In addition, we performed gene mapping on two SSRs (SSR236, SSR497) located on exons, which corresponded to DhA24G003730.1 and DhA15G005980.1, respectively. Through homology alignment in the NCBI database, it was revealed that DhA24G003730.1 encodes the dihydrolipoyllysine-residue acetyltransferase component 4 of the pyruvate dehydrogenase complex in chloroplasts. It is postulated to participate in the maintenance and renewal of the membrane structure within the chloroplast. DhA15G005980.1 is a DIVARICATA transcription factor, which belongs to the MYB family.
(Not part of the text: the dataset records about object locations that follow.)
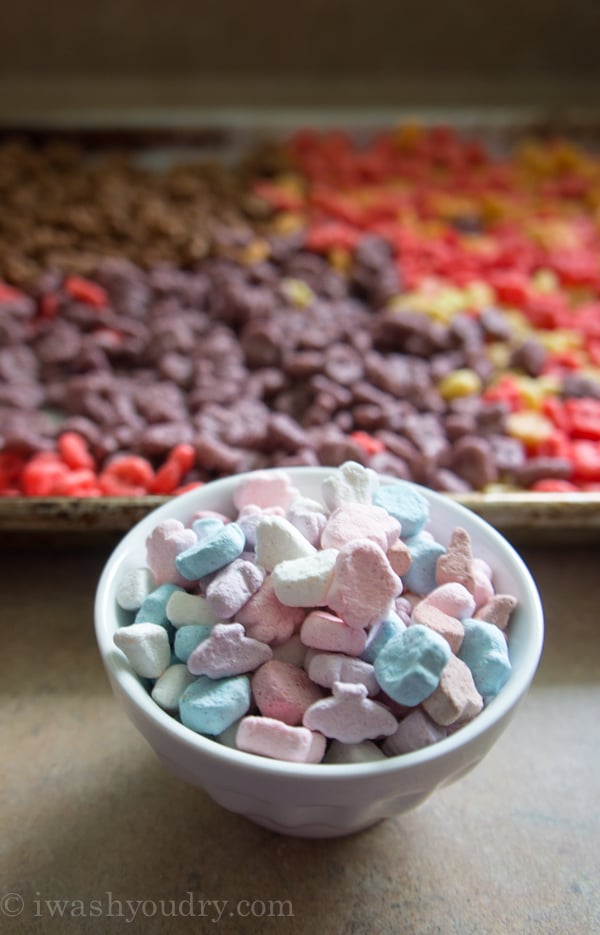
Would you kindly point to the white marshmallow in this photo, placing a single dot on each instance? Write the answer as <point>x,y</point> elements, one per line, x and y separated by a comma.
<point>146,646</point>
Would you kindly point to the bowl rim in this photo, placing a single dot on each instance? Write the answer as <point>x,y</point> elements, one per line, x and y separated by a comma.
<point>123,678</point>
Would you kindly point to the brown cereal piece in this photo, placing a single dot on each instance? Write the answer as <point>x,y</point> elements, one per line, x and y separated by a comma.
<point>456,564</point>
<point>456,697</point>
<point>449,627</point>
<point>497,610</point>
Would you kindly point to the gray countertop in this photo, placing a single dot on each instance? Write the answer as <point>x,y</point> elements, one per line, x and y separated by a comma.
<point>95,832</point>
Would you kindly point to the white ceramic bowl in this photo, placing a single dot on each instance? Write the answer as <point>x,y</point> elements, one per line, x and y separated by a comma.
<point>321,800</point>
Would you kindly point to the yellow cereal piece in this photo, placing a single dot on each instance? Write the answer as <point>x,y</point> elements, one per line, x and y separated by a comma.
<point>463,382</point>
<point>559,340</point>
<point>546,280</point>
<point>478,294</point>
<point>340,259</point>
<point>255,252</point>
<point>288,222</point>
<point>529,427</point>
<point>499,353</point>
<point>298,292</point>
<point>535,389</point>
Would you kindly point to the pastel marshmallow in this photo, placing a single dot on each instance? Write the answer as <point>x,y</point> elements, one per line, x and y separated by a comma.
<point>410,666</point>
<point>349,716</point>
<point>169,687</point>
<point>497,610</point>
<point>453,599</point>
<point>364,585</point>
<point>166,541</point>
<point>154,606</point>
<point>188,637</point>
<point>185,609</point>
<point>449,627</point>
<point>265,489</point>
<point>135,585</point>
<point>265,617</point>
<point>277,540</point>
<point>351,483</point>
<point>309,518</point>
<point>456,698</point>
<point>324,631</point>
<point>210,706</point>
<point>485,651</point>
<point>327,668</point>
<point>456,564</point>
<point>405,504</point>
<point>268,737</point>
<point>233,586</point>
<point>424,554</point>
<point>226,652</point>
<point>415,731</point>
<point>146,646</point>
<point>284,691</point>
<point>211,553</point>
<point>359,521</point>
<point>305,582</point>
<point>382,633</point>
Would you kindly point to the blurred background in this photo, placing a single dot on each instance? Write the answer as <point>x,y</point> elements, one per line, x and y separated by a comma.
<point>139,54</point>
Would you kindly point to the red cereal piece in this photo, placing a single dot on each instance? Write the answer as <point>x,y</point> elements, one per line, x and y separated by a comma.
<point>369,444</point>
<point>585,457</point>
<point>183,455</point>
<point>86,291</point>
<point>584,418</point>
<point>43,474</point>
<point>11,466</point>
<point>48,305</point>
<point>128,475</point>
<point>74,451</point>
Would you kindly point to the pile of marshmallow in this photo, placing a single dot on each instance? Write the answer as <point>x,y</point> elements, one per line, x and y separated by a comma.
<point>336,630</point>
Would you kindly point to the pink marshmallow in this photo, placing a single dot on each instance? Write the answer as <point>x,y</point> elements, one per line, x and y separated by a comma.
<point>233,586</point>
<point>414,732</point>
<point>265,489</point>
<point>322,630</point>
<point>497,610</point>
<point>227,651</point>
<point>453,599</point>
<point>163,545</point>
<point>284,691</point>
<point>348,715</point>
<point>449,627</point>
<point>364,584</point>
<point>269,737</point>
<point>456,564</point>
<point>327,668</point>
<point>265,618</point>
<point>456,698</point>
<point>360,521</point>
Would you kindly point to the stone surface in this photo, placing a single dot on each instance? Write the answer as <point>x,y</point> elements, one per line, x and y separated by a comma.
<point>506,849</point>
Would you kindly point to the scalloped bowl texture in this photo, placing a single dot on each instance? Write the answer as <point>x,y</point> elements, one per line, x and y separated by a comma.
<point>320,800</point>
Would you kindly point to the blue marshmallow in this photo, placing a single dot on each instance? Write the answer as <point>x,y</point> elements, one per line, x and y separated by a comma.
<point>406,504</point>
<point>207,526</point>
<point>424,553</point>
<point>380,635</point>
<point>410,665</point>
<point>211,553</point>
<point>210,706</point>
<point>188,637</point>
<point>485,651</point>
<point>154,606</point>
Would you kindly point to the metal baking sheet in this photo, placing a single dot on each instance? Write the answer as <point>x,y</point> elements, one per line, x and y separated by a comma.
<point>152,138</point>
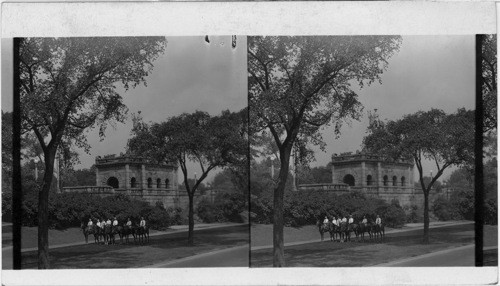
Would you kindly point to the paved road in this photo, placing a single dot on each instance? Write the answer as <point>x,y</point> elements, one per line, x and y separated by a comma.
<point>171,245</point>
<point>232,257</point>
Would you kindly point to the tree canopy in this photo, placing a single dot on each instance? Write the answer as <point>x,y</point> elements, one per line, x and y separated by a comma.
<point>489,75</point>
<point>211,142</point>
<point>68,85</point>
<point>298,85</point>
<point>445,139</point>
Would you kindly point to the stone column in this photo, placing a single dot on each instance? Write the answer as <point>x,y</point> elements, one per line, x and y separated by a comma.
<point>127,177</point>
<point>363,175</point>
<point>333,175</point>
<point>143,177</point>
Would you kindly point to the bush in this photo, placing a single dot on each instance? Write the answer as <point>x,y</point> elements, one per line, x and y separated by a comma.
<point>444,210</point>
<point>71,209</point>
<point>226,207</point>
<point>413,214</point>
<point>394,215</point>
<point>306,207</point>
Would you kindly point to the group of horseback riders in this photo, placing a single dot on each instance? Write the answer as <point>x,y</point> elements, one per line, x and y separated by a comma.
<point>107,229</point>
<point>343,228</point>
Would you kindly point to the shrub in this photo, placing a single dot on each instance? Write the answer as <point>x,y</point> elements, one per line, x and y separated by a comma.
<point>413,214</point>
<point>226,207</point>
<point>444,210</point>
<point>394,215</point>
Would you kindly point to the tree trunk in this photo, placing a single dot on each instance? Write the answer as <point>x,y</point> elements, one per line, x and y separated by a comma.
<point>43,210</point>
<point>426,217</point>
<point>191,220</point>
<point>278,245</point>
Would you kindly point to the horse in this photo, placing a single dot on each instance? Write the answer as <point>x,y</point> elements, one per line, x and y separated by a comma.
<point>322,228</point>
<point>378,231</point>
<point>354,228</point>
<point>364,228</point>
<point>86,231</point>
<point>142,234</point>
<point>344,232</point>
<point>126,231</point>
<point>109,236</point>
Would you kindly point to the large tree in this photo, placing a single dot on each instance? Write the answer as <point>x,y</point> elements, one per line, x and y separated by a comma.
<point>210,142</point>
<point>68,85</point>
<point>489,87</point>
<point>433,135</point>
<point>299,84</point>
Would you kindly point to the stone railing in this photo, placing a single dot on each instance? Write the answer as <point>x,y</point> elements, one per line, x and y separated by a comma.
<point>88,189</point>
<point>364,157</point>
<point>323,187</point>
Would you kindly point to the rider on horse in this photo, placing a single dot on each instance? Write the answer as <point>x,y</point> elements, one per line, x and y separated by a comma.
<point>325,221</point>
<point>378,221</point>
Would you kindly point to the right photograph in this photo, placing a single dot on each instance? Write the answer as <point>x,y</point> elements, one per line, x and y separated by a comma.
<point>363,151</point>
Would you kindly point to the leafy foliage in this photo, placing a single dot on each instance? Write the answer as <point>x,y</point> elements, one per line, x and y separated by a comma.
<point>212,142</point>
<point>299,84</point>
<point>227,207</point>
<point>68,85</point>
<point>489,88</point>
<point>433,135</point>
<point>306,207</point>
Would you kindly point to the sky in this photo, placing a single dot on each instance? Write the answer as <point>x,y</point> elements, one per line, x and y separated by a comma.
<point>191,75</point>
<point>427,72</point>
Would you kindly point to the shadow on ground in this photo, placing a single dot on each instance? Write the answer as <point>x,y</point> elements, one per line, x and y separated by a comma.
<point>159,249</point>
<point>354,254</point>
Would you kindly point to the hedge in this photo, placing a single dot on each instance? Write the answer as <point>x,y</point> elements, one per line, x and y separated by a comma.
<point>71,209</point>
<point>306,207</point>
<point>227,207</point>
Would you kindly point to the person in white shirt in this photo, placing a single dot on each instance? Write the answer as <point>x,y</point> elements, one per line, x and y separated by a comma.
<point>378,220</point>
<point>334,221</point>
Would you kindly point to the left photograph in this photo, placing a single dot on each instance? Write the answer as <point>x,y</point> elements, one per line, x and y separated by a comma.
<point>134,152</point>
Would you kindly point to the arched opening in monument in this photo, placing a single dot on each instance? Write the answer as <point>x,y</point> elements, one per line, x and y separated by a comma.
<point>349,179</point>
<point>369,180</point>
<point>113,182</point>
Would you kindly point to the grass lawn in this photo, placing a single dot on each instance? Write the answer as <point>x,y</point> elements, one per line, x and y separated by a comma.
<point>162,248</point>
<point>29,236</point>
<point>395,246</point>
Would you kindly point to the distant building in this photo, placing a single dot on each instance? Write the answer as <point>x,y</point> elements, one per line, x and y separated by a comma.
<point>372,175</point>
<point>138,178</point>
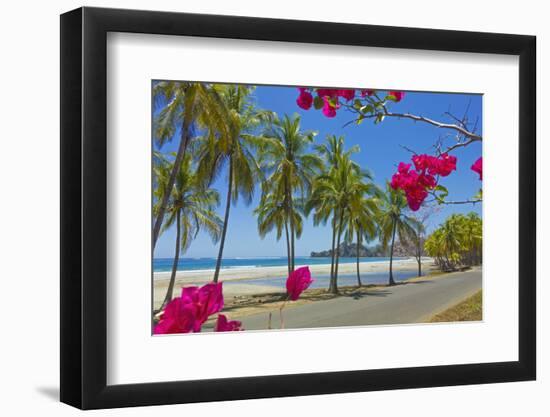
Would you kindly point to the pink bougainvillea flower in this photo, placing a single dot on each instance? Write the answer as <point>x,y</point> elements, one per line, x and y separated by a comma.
<point>478,167</point>
<point>188,312</point>
<point>367,93</point>
<point>445,164</point>
<point>224,325</point>
<point>305,99</point>
<point>327,92</point>
<point>416,183</point>
<point>178,317</point>
<point>423,162</point>
<point>208,299</point>
<point>415,197</point>
<point>427,180</point>
<point>398,95</point>
<point>347,94</point>
<point>297,282</point>
<point>328,109</point>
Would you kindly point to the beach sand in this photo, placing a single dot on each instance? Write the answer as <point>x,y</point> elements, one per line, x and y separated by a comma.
<point>236,289</point>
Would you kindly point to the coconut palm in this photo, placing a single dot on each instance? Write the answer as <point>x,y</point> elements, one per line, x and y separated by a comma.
<point>234,149</point>
<point>272,214</point>
<point>289,168</point>
<point>339,193</point>
<point>393,220</point>
<point>184,106</point>
<point>190,206</point>
<point>456,242</point>
<point>361,223</point>
<point>332,150</point>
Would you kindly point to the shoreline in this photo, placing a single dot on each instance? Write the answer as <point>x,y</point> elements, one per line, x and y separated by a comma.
<point>240,284</point>
<point>247,272</point>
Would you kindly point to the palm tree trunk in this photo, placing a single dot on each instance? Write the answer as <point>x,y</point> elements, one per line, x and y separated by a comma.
<point>335,287</point>
<point>182,149</point>
<point>170,290</point>
<point>225,221</point>
<point>288,248</point>
<point>291,218</point>
<point>358,274</point>
<point>392,282</point>
<point>332,254</point>
<point>419,256</point>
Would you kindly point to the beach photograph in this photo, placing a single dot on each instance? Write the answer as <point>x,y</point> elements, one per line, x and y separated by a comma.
<point>303,207</point>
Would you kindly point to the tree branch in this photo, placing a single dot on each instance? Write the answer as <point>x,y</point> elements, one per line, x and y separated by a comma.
<point>465,132</point>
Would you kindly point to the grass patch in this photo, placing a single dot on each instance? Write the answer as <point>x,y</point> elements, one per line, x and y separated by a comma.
<point>467,310</point>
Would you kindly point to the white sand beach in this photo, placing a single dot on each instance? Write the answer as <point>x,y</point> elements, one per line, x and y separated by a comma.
<point>186,278</point>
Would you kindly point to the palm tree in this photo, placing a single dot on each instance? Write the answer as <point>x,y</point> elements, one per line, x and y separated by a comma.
<point>234,148</point>
<point>333,151</point>
<point>183,106</point>
<point>393,221</point>
<point>457,241</point>
<point>339,193</point>
<point>361,222</point>
<point>290,168</point>
<point>191,207</point>
<point>272,214</point>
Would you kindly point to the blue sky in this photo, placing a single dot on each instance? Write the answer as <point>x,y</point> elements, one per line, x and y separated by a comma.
<point>381,151</point>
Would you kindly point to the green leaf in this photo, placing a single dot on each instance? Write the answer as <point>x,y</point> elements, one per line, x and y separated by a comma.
<point>443,193</point>
<point>479,195</point>
<point>318,102</point>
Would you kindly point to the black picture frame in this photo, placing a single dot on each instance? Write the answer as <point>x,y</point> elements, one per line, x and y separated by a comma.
<point>84,207</point>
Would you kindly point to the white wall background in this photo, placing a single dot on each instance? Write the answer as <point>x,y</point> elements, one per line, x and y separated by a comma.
<point>29,219</point>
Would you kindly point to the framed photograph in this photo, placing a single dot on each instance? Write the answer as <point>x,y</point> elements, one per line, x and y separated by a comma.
<point>259,208</point>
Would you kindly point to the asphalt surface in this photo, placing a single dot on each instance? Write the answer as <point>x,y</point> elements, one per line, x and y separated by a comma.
<point>406,303</point>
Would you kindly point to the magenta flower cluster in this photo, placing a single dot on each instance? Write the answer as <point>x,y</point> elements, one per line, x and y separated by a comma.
<point>331,97</point>
<point>188,313</point>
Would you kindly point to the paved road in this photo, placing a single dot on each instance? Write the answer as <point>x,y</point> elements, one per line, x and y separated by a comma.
<point>409,303</point>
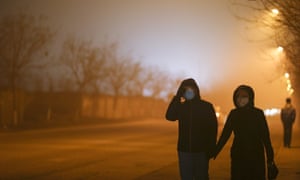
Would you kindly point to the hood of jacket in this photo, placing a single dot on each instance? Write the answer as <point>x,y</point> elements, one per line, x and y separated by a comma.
<point>250,92</point>
<point>191,83</point>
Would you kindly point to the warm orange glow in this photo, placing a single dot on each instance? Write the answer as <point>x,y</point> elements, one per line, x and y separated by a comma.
<point>275,11</point>
<point>280,49</point>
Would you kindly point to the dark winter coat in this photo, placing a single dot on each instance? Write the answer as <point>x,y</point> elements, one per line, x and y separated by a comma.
<point>251,139</point>
<point>197,122</point>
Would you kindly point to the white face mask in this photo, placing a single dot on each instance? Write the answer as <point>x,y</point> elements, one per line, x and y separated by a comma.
<point>242,101</point>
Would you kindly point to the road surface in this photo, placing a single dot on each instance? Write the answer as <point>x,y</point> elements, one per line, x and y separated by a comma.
<point>137,150</point>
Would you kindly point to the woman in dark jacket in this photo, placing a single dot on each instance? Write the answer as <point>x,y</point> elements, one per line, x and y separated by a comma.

This gene is associated with various aspects of plant growth and development, and participates in regulating hormone signal transduction, non-biological stress resistance, and other processes. Notably, the promoters of both genes harbor cis-acting elements responsive to light, auxin, gibberellin, and methyl jasmonate (Figure 4). These elements likely play crucial roles in the transcriptional regulation of these genes in response to diverse environmental and hormonal cues, thereby modulating their physiological functions within the plant.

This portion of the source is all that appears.